The concept for the pump began with talks between Dr. Michael DeBakey of Houston's Baylor College of Medicine and one of his heart transplant patients, NASA engineer David Saucier. Saucier, who worked at NASA's Johnson Space Center in Houston, knew first-hand the urgency heart-failure patients feel waiting for a donor heart. He also knew Space Shuttle technology.

Six months after his 1984 heart transplant, Saucier was back at work and arranged for fellow NASA engineers James Akkerman, Bernard Rosenbaum, Gregory Aber and Richard Bozeman to meet with Dr. DeBakey, Dr. George Noon and other Baylor staff. The result was a remarkable battery-operated pump - approximately 3 inches long, 1 inch in diameter and weighing less than four ounces - that seems to be an answer to the decades-long quest to develop an implantable VAD.

NASA, in keeping with its mission of transferring space-based technology to the private sector, granted exclusive rights to MicroMed Technology Inc., Houston, in 1996 after intense competition. In European trials, the MicroMed/DeBakey VAD was implanted in 115 persons without any incidence of device failure. U.S. trials will involve 178 implants of which 21 have already been successfully performed.

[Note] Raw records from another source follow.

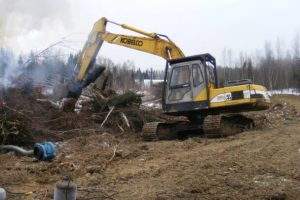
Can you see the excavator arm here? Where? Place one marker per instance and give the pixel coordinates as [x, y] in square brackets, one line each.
[153, 43]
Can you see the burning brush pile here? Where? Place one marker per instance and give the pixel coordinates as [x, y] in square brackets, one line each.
[29, 116]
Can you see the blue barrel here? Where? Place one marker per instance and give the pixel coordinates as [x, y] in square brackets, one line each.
[44, 151]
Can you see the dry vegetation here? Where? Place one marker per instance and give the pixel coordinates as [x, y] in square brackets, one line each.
[107, 163]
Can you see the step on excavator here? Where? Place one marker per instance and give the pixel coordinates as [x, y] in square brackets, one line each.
[190, 86]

The NASA Government Invention of the Year goes to a team from the agency's Glenn Research Center in Cleveland. The team invented a hollow cathode assembly that is the primary component of the International Space Station's plasma contactor system. This mission-critical system protects the station and its crew from the dangers associated with electrical charges.

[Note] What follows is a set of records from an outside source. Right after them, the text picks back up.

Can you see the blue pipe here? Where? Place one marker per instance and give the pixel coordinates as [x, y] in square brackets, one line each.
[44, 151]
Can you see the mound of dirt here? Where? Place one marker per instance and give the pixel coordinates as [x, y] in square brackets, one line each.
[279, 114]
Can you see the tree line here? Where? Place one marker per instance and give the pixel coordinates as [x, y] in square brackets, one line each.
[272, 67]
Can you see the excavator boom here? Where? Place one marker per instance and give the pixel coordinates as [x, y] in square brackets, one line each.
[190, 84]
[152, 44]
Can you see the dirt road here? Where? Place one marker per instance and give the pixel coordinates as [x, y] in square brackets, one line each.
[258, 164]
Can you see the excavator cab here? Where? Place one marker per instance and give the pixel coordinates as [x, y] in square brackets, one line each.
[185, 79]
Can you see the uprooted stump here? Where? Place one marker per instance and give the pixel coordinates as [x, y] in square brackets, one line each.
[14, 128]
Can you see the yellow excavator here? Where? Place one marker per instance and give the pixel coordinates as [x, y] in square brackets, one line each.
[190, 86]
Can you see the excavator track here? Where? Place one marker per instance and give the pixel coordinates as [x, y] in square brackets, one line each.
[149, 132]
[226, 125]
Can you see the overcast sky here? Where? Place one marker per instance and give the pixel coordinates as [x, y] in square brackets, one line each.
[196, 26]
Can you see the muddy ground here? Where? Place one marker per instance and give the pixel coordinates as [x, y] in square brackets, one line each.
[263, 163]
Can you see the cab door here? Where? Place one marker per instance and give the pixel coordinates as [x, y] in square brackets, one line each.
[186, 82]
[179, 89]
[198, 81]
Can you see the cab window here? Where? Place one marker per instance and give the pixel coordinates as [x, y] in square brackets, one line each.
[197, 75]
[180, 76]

As the space station floats through space in low-Earth orbit, the surface of the structure builds up a static high-voltage charge. The plasma contactor system safely grounds the station from this high voltage protecting it from arcing, which could severely damage its surface. This device is unique in that it reduces the static charge in a self- regulating manner to levels safe enough for astronaut spacewalks.

The team of Michael Patterson, Timothy Verhey and George Soulas developed the technology from a laboratory device to flight qualified hardware, and manufactured the space flight hardware for the orbiting research platform. The team's efforts also resulted in increasing hollow cathodes lifetimes from 500 hours to 28,000 hours, enabling their use on ion thrusters, a key technology used for NASA spacecraft missions such as Deep Space 1.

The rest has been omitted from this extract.